An individual that is deserialized from the file will have whatever relative biting risk they had when they were deserialized. However, if Enable_Demographics_Risk and Enable_Demographics_Birth were serialized on, then newborns will get new relative biting risk values based on the RiskDistributionFlag, RiskDistribution1, and RiskDistribution2 parameters in the demographics file.
Individual’s risks do not change at serialization.
The biting risk intervention campaign is a campaign that changes the biting risk of a specified group of people at a particular point in time in the simulation. Details on setting up biting risk intervention campaigns can be found in BitingRisk.
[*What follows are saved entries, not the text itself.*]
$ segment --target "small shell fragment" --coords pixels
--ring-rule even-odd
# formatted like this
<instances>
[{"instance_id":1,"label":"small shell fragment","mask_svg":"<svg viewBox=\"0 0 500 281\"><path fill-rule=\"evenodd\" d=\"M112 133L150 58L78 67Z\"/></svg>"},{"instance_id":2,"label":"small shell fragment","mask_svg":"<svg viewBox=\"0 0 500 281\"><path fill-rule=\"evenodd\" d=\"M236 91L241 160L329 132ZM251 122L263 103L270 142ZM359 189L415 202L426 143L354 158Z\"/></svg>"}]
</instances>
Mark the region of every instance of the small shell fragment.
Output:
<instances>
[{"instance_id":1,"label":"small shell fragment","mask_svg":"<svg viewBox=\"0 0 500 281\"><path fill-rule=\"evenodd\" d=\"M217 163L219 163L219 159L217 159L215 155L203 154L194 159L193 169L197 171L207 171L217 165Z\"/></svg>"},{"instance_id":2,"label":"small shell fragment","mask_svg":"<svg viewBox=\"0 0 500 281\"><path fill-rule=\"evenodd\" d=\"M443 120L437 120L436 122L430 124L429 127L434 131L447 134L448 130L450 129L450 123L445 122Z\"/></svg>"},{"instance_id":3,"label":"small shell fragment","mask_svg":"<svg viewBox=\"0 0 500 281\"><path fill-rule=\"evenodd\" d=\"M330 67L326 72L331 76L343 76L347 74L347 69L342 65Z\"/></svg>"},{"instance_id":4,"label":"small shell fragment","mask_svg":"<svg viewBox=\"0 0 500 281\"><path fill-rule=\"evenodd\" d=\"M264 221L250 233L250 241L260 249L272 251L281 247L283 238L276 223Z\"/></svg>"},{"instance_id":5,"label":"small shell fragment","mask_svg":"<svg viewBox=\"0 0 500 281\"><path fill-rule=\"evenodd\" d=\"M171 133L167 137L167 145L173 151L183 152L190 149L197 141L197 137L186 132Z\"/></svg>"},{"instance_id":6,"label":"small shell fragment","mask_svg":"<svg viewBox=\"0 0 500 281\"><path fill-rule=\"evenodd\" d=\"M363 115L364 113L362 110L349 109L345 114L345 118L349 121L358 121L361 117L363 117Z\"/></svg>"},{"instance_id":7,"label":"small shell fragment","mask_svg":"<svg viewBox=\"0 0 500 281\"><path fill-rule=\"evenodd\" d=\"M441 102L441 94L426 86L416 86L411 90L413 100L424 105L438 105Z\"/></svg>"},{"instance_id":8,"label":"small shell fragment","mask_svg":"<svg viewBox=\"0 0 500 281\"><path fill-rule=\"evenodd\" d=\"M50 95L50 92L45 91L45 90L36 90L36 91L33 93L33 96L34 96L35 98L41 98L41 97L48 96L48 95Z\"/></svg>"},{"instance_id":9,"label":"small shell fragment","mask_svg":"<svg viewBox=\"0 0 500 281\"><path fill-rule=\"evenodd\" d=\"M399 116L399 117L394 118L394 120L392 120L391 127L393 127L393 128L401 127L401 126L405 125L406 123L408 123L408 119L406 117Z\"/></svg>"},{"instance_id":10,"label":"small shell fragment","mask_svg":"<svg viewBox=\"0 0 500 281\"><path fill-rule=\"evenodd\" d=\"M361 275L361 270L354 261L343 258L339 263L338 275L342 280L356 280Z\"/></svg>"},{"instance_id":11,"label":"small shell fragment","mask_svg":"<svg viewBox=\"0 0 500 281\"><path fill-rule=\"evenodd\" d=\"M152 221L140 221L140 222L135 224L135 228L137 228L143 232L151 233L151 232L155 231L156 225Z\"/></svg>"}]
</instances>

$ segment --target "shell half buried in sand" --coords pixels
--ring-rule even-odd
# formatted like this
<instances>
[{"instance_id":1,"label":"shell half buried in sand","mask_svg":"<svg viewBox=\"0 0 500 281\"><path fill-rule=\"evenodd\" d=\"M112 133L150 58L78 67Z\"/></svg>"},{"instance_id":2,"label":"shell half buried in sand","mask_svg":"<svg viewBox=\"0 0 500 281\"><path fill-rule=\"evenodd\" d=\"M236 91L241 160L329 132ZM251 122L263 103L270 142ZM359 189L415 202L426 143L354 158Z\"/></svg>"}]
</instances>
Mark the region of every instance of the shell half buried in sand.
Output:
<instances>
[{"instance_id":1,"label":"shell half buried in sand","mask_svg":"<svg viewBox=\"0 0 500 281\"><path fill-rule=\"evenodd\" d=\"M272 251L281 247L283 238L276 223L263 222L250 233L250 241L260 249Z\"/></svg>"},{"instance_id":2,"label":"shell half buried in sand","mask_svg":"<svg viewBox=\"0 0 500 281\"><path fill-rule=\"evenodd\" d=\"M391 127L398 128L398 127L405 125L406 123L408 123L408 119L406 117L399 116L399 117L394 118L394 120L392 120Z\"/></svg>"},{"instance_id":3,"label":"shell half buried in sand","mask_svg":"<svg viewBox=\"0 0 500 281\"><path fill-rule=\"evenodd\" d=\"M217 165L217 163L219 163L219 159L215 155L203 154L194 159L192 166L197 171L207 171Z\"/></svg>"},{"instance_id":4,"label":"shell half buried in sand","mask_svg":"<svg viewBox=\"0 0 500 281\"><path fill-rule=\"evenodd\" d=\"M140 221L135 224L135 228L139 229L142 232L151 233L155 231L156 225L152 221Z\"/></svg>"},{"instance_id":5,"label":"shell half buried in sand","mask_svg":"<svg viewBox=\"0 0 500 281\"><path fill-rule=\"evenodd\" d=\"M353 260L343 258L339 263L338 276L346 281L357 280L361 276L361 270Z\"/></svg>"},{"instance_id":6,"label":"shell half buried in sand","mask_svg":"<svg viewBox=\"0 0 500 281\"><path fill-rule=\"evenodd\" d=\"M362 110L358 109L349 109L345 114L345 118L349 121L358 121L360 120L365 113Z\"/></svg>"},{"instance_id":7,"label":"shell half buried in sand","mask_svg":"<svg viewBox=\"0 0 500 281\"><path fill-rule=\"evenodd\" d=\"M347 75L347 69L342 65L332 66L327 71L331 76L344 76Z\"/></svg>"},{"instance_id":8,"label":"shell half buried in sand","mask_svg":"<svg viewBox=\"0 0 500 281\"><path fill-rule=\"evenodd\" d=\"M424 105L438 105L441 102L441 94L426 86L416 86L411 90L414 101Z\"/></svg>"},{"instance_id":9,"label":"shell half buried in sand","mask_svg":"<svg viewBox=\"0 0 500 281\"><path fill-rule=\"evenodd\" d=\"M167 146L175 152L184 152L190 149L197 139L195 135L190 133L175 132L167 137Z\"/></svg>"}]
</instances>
Like other intervention campaigns, individuals with certain individual properties, ages, etc. can be targeted, or it can be distributed to the entire population. Only people who exist in the simulation at the time the campaign occurs are affected. This contrasts with the demographics approach to setting the risk distribution, where all individuals are initialized or born with risks drawn from the distribution.
Implementing a biting risk intervention campaign overwrites the existing relative biting risk values of targeted individuals (regardless of these biting risks were set using the demographics file or a previous biting risk intervention). The new biting risk values that are assigned are independent of the biting risk a person had previously.
Individual’s risks do not change at serialization. However, whenever there is a new BitingRisk intervention, it will overwrite existing relative risk values.
The intervention version of setting biting risks is best suited for situations where you want a subset of the population to have a different risk than everyone else. For example, if you want a group of people who work in high-risk areas to have substantially higher risk than the general population, you can use IPs and biting risk campaigns to target those individuals.
- Do heterogeneous biting risks apply when the model is configured to use forced EIR instead of mechanistic mosquito bites?
No, but there are different parameters that can be used to specify age-based heterogeneity.